A Casa Branca defendeu a seleção argentina de futebol masculino contra a polêmica bandeira das Malvinas que os jogadores agitaram na semifinal da Copa do Mundo contra a Inglaterra, dizendo que isso afirmava seu direito à liberdade de expressão.
A Argentina enfrenta uma possível ação disciplinar da FIFA depois que a seleção masculina revelou uma faixa com os dizeres “Las Malvinas filho Argentinas” ou “As Malvinas são argentinas”, depois que a seleção masculina derrotou os Três Leões, no que parecia ser uma violação das regras sobre declarações políticas.
Andrew Giuliani, chefe da força-tarefa da FIFA na Casa Branca, disse que a Argentina tem o direito de “fazer essas declarações” aos Estados Unidos sob a Primeira Emenda.
“Acreditamos nos nossos direitos da Primeira Emenda aqui nos Estados Unidos”, disse ele aos repórteres.
“Acho que será uma final incrível e, em termos de capacidade, de capacidade de fazer essas declarações, eles têm a oportunidade de fazê-lo nos Estados Unidos”.
Downing Street apoiou os apelos à FIFA para investigar o incidente, com o porta-voz oficial do primeiro-ministro a dizer: “A Copa do Mundo pode não ser nossa, mas as Malvinas certamente são. Nosso compromisso com as Malvinas nunca vacilará”.

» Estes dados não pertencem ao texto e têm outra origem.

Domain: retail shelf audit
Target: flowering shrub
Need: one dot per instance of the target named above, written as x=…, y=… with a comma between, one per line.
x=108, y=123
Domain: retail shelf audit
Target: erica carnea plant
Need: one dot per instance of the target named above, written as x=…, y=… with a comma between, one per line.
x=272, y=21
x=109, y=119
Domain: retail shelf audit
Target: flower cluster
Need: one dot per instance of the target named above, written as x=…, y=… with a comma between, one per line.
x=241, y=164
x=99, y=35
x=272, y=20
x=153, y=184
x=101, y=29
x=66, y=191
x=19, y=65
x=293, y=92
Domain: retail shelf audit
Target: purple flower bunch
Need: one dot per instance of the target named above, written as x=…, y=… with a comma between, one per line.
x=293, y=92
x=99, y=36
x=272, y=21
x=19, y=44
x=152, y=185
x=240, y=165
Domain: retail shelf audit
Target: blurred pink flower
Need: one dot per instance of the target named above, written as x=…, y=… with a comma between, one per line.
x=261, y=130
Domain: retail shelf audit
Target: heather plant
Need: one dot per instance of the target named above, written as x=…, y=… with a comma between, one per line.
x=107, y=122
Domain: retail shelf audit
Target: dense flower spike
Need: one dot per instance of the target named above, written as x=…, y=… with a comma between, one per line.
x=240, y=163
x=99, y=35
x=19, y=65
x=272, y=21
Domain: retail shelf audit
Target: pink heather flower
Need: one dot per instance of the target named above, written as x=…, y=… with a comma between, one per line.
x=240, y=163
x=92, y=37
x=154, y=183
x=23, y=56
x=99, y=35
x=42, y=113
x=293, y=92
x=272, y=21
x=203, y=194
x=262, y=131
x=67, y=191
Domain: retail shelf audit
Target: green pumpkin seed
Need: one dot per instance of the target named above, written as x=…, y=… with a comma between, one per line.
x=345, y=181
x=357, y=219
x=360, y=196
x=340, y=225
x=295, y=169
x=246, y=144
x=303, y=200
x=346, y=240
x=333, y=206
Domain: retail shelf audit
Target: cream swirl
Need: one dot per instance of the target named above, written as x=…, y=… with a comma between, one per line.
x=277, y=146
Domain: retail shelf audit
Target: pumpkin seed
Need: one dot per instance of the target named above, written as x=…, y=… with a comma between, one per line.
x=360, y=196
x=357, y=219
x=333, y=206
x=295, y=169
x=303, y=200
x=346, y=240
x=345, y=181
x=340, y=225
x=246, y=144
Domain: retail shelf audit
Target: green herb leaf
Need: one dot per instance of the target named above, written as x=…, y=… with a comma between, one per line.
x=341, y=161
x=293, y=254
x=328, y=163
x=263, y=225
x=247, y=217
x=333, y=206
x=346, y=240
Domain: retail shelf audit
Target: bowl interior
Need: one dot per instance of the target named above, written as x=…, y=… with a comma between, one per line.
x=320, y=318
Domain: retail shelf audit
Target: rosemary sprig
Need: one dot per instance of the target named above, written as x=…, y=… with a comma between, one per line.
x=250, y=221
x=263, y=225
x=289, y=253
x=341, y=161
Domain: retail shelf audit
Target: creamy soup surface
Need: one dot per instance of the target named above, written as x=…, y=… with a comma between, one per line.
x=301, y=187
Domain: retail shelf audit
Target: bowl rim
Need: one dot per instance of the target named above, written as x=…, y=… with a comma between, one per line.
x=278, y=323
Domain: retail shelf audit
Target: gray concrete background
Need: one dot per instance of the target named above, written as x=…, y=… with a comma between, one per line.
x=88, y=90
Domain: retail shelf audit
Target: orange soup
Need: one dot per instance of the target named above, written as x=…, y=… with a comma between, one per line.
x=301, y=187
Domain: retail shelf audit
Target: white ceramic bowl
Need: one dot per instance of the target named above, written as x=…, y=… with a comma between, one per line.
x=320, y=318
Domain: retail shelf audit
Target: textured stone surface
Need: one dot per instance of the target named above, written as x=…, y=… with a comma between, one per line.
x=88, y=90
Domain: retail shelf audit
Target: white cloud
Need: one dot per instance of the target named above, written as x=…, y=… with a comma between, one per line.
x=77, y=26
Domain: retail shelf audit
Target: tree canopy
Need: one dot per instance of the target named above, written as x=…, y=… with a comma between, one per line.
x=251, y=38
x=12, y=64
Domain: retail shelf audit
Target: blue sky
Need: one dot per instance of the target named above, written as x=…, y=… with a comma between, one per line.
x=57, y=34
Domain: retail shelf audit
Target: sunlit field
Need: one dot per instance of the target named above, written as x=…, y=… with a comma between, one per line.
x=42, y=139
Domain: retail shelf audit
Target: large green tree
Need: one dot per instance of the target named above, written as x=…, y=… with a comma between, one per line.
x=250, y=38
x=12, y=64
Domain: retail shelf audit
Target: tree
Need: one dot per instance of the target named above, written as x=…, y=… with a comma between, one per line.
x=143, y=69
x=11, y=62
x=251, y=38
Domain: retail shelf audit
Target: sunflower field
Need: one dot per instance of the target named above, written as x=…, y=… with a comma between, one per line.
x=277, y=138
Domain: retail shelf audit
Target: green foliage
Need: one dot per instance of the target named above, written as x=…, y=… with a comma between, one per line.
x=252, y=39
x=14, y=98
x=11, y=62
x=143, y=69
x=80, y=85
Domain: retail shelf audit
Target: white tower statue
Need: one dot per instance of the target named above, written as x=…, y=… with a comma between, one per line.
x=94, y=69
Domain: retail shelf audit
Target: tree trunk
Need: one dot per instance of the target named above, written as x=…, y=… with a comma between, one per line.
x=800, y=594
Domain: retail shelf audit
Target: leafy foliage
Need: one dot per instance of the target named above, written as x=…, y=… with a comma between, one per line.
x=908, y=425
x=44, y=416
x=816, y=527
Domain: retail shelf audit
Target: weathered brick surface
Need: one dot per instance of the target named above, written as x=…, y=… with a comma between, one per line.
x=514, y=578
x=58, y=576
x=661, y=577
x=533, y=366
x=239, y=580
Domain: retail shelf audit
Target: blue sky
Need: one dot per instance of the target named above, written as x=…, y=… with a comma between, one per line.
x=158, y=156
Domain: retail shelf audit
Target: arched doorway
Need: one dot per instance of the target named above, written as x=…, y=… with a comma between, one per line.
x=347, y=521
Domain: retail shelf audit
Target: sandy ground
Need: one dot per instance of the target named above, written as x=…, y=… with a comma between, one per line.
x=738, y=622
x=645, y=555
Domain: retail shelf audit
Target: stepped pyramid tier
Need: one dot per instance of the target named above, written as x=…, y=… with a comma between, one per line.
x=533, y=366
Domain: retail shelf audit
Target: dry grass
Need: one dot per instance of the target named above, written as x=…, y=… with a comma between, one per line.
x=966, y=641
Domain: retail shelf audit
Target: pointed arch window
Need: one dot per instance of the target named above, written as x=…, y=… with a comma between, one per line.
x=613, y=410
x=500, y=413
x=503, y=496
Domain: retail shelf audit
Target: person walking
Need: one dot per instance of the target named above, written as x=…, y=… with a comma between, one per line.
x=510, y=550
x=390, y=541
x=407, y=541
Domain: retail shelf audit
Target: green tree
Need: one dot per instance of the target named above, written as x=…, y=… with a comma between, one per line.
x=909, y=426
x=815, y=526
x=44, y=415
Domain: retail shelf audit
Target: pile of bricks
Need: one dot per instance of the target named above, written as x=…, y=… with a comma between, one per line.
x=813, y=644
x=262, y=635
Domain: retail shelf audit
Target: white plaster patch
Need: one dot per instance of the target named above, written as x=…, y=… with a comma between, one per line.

As Ilhas Malvinas, um território ultramarino britânico no sudoeste do Oceano Atlântico, ainda são objeto de uma disputa de soberania entre o Reino Unido e a Argentina. No referendo de 2013, os residentes da ilha votaram esmagadoramente para permanecer um território ultramarino britânico.
Em abril de 1982, as forças argentinas invadiram as ilhas, mas foram forçadas a se render em junho do mesmo ano. Os Estados Unidos mantiveram uma neutralidade de longa data na disputa de soberania.
A Argentina venceu a Inglaterra por 2 a 1 em um jogo brutal na quarta-feira, mais de 20 anos depois do último confronto em campo. Quatro cartões amarelos foram concedidos em um jogo tenso, três para a Argentina e um para a Inglaterra.
A difícil partida ocorreu após a insistência do técnico argentino Lionel Scaloni de que política e futebol não deveriam se misturar.
“A realidade é que isto é um jogo de futebol. Não posso misturar as coisas, especialmente por respeito ao que aconteceu há tantos anos”, disse ele.
A Fifa disse que seu comitê disciplinar está atualmente “avaliando os relatórios dos jogos” antes de decidir se deve “tomar medidas” em relação ao incidente do hasteamento da bandeira das Malvinas.
A Argentina já foi multada pela FIFA por levantar o mesmo slogan após um amistoso contra a Eslovênia em 2024.
Os espanhóis Rodri e Alvaro Morata foram suspensos por um jogo pela Uefa, órgão regulador do futebol europeu, depois de cantarem sobre a reivindicação de seu país a Gibraltar após vencer o Campeonato Europeu de 2024.
Argentina e Espanha se enfrentam agora na final de domingo, onde Lionel Messi enfrentará Lamine Jamal, de 19 anos.
Um porta-voz de Downing Street disse antes da final: “O primeiro-ministro deseja a ambas as equipas boa sorte na final, especialmente à Espanha.”